E visto che solo chi vuole poter comprare può essere interessato alla rimozione dei “paletti” alla proprietà di un’azienda, un interesse per l’eventuale acquisizione delle minorities in mano a Cnpc appare verosimile, commenta chi segue da vicino le sorti delle Generali, ricordando come del resto già nei mesi scorsi Pechino abbia concesso ad Allianz di procedere con la creazione della prima compagnia assicuratrice operante sul mercato cinese posseduta al 100% da un operatore straniero. In alternativa, come già segnalato dallo stesso Donnet, il gruppo potrebbe cogliere al volo l’occasione di rilevare qualche gruppo di bancassurance in Asia o un assicuratore danni nell’Est Europa o persino un assicuratore sanitario globale.

La borsa ha capito che il turnaround di Generali è ormai completato ed è di nuovo tempo di crescere in mercati ad elevata marginalità o elevata crescita, tanto che dal 20 novembre, quando Donnet presentando il piano strategico 2019-2021 parlò di 3-4 miliardi disponibili nell’arco di piano per la crescita organica e tramite acquisizioni, il titolo è salito di 3 euro per azione (da 14,16 a 17,17 euro), pari ad un 21% abbondante. Nello stesso arco di tempo i suoi due competitor europei storici non hanno tenuto il passo: Axa è salita di poco più del 12% e Allianz del 14%.

Segno che la prospettiva di veder crescere quel 30% di premi ad oggi raccolti al di fuori dei maggiori mercati consolidati (Generali raccoglie in Italia, Francia e Germania oltre il 70% dei suoi premi annui) piace agli investitori, oltre che al management del gruppo triestino. Anche perché Donnet, che prima di entrare in Generali nel 2013 era stato il Ceo per l’Asia-Pacifico di Axa e dunque conosce bene le potenzialità di tale area, ha ribadito più volte che eventuali acquisizioni avverranno solo pagando “il giusto” perché pagare troppo è facile, ma alla fine si rivela sempre sbagliato. 

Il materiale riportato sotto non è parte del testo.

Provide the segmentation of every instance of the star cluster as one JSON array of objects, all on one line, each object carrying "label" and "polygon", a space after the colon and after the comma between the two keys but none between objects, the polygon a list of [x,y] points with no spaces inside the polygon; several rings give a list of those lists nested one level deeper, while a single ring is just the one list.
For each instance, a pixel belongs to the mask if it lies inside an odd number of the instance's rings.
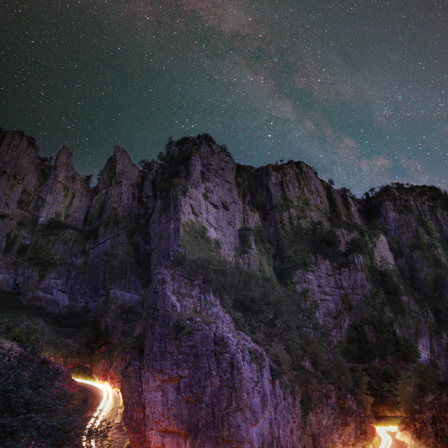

Un modo di ragionare che gli investitori apprezzano, soprattutto nelle fasi potenzialmente finali di un lungo ciclo economico espansivo come l’attuale, quando le valutazioni di mercato tendono a salire in parallelo al numero di operazioni di fusione e acquisizione, in qualche caso rivelandosi ex post dei pessimi affari. Una situazione in cui Donnet e i suoi uomini non intendono in alcun modo venire a trovarsi, pur essendo pronti ad approfittare di ogni occasione che si presenti loro.